Based on a four-month survey and in-depth interviews with around 200 Chinese businesses in the EU, the report, titled "Facing Challenges, Forging Ahead: CCCEU Report on the Development of Chinese Enterprises in the EU 2024/2025," published on Monday, calls on the EU to respect the global division of labor in supply chains, use trade tools with caution and avoid overemphasizing "economic security."
Monday's report highlights a continued deterioration in the business environment for Chinese enterprises in the EU, with overall ratings falling for the fifth year in a row.
In 2024, Chinese companies rated the EU's business environment at 62 points, a sharp decline from 73 points in 2019. Survey data shows that 68 percent of respondents believe the business environment has worsened over the past year, with over half claiming the EU market is no longer "fair and open."
Over half the respondents reported experiencing "differentiated treatment," the report further noted.
Chinese businesses urged the EU in the report to create a fair, transparent and predictable market environment for foreign enterprises. Despite the EU's commitment to "fair market principles," 64 percent of Chinese enterprises felt they were being treated differently due to their Chinese origin, the report said.
The latest report came as China and the European Commission have been in intense talks over the bloc's decision to impose additional tariffs on Chinese electric vehicles (EVs), a move that has drawn strong and wide opposition from some officials and industry representatives even from within the bloc.
Commenting on the matter, Monday's report noted that the EU's decision to take anti-subsidy measures against Chinese battery electric vehicles (BEVs) will have negative impacts including to the corresponding industry of the EU.
Chinese companies said the EU's countervailing investigation into new BEVs from China, the object of extensive press coverage in the past year, would damage the EU's industry environment, the report said. Chinese companies urged the two sides to reach a fair and mutually acceptable agreement as soon as possible based on a minimum price commitment, according to the CCCEU.
Companies also called for a price commitment agreement to eliminate high anti-subsidy tariffs, the Chinese chamber said.
This report reflects concerns of some Chinese enterprises regarding investment in Europe and also highlights the current environment faced by both China and the EU, Zhou Mi, a senior research fellow at the Chinese Academy of International Trade and Economic Cooperation, told the Global Times on Monday.
On the one hand, industrial and supply chain relationships between China and the EU remain quite close, with many Chinese companies choosing to invest in the EU, and still hoping to gain long-term development capabilities from investment cooperation and seeing the potential for growth in the European market, Zhou said.
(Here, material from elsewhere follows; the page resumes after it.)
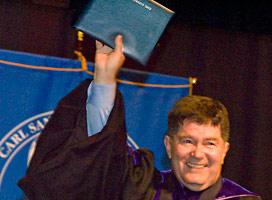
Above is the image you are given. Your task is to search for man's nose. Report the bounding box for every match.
[191,144,204,158]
On the other hand, our enterprises are also concerned about uncertainties caused by trade frictions and trade protectionism, the expert said.
"In order to put Europe's economy on the path of recovery and sustainable growth, it is necessary to provide a predictable environment for foreign enterprises, especially Chinese enterprises, reduce unfair accusations and defamation against Chinese companies, and apply the principle of national treatment to Chinese enterprises," Zhou said, noting that these are all crucial areas where the EU needs to put in greater effort, as this is the path to win-win cooperation.
Despite these challenges, Chinese enterprises remain optimistic about the EU's long-term market potential, according to the report. About 21 percent of respondents consider the EU their most important market outside China, with 66 percent expecting its strategic importance to grow in the next 1-3 years.
The survey also revealed that 55 percent of Chinese enterprises remain optimistic about the medium- to long-term prospects for China-EU trade and economic relations, particularly in areas such as green cooperation and digital transformation.
The economic ties between China and the EU remain strong, said Liu Jiandong, chairman of the CCCEU, on Monday at the online launch event for the report, citing that daily trade exceeded 2 billion euros ($2.11 billion) in 2024.
"These [Chinese] companies contribute to EU tax revenue, job creation and innovation," Liu said, noting that China and the EU have complementary advantages in strategically important areas for the future, indicating vast potential for joint development.